In many cases, there are no stated or notional amounts included in the
indemnification clauses, and the contingencies potentially triggering the
obligation to indemnify have not occurred and are not expected to occur.
As a result, these indemnifications are not included in the tables above.
Value-Transfer Networks
Citi is a member of, or shareholder in, hundreds of value-transfer networks
(VTNs) (payment, clearing and settlement systems as well as exchanges)
around the world. As a condition of membership, many of these VTNs require
that members stand ready to pay a pro rata share of the losses incurred by
the organization due to another member’s default on its obligations. Citi’s
potential obligations may be limited to its membership interests in the VTNs,
contributions to the VTN’s funds, or, in limited cases, the obligation may
be unlimited. The maximum exposure cannot be estimated as this would
require an assessment of future claims that have not yet occurred.

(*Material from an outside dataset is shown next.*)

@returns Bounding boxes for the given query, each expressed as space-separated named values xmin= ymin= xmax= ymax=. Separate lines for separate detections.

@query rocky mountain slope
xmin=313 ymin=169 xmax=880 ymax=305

Citi
believes the risk of loss is remote given historical experience with the VTNs.
Accordingly, Citi’s participation in VTNs is not reported in the guarantees
tables above, and there are no amounts reflected on the Consolidated Balance
Sheet as of December 31, 2013 or December 31, 2012 for potential obligations
that could arise from Citi’s involvement with VTN associations.
Long-Term Care Insurance Indemnification
In the sale of an insurance subsidiary, the Company provided an
indemnification to an insurance company for policyholder claims and
other liabilities relating to a book of long-term care (LTC) business (for the
entire term of the LTC policies) that is fully reinsured by another insurance
company. The reinsurer has funded two trusts with securities whose fair
value (approximately $5.4 billion at December 31, 2013, compared to
$4.9 billion at December 31, 2012) is designed to cover the insurance
company’s statutory liabilities for the LTC policies. The assets in these trusts
are evaluated and adjusted periodically to ensure that the fair value of the
assets continues to cover the estimated statutory liabilities related to the LTC
policies, as those statutory liabilities change over time.

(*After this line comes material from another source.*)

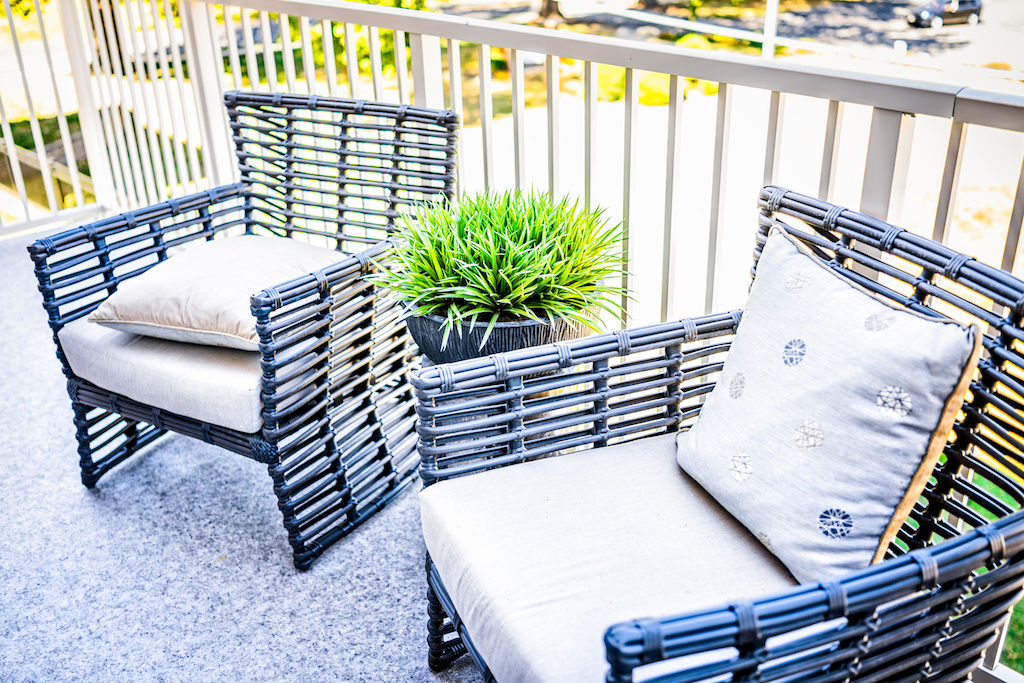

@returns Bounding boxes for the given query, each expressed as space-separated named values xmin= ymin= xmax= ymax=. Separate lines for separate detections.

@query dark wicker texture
xmin=412 ymin=186 xmax=1024 ymax=681
xmin=28 ymin=91 xmax=459 ymax=570
xmin=405 ymin=313 xmax=586 ymax=364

If the reinsurer fails to perform under the reinsurance agreement for any
reason, including insolvency, and the assets in the two trusts are insufficient
or unavailable to the ceding insurance company, then Citi must indemnify
the ceding insurance company for any losses actually incurred in connection
with the LTC policies. Since both events would have to occur before Citi
would become responsible for any payment to the ceding insurance company
pursuant to its indemnification obligation, and the likelihood of such events
occurring is currently not probable, there is no liability reflected in the
Consolidated Balance Sheet as of December 31, 2013 and December 31, 2012
related to this indemnification. Citi continues to closely monitor its potential
exposure under this indemnification obligation.

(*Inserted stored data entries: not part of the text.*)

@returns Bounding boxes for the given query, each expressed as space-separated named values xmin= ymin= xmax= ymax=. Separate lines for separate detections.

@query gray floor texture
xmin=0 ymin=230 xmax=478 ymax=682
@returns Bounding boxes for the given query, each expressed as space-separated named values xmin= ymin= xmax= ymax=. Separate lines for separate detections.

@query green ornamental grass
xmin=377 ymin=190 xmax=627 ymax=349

Carrying Value—Guarantees and Indemnifications
At December 31, 2013 and December 31, 2012, the total carrying amounts
of the liabilities related to the guarantees and indemnifications included in
the tables above amounted to approximately $1.3 billion and $3.2 billion,
respectively. The decrease in the carrying value is primarily related to certain
derivative instruments where Citi obtained additional contract level details
during the second quarter of 2013, resulting in some of these contracts no
longer being considered guarantees for disclosure purposes by Citi. Derivative
instruments are included at fair value in either Trading account liabilities
or Other liabilities, depending upon whether the derivative was entered into
for trading or non-trading purposes. The carrying value of financial and
performance guarantees is included in Other liabilities. For loans sold with
recourse, the carrying value of the liability is included in Other liabilities.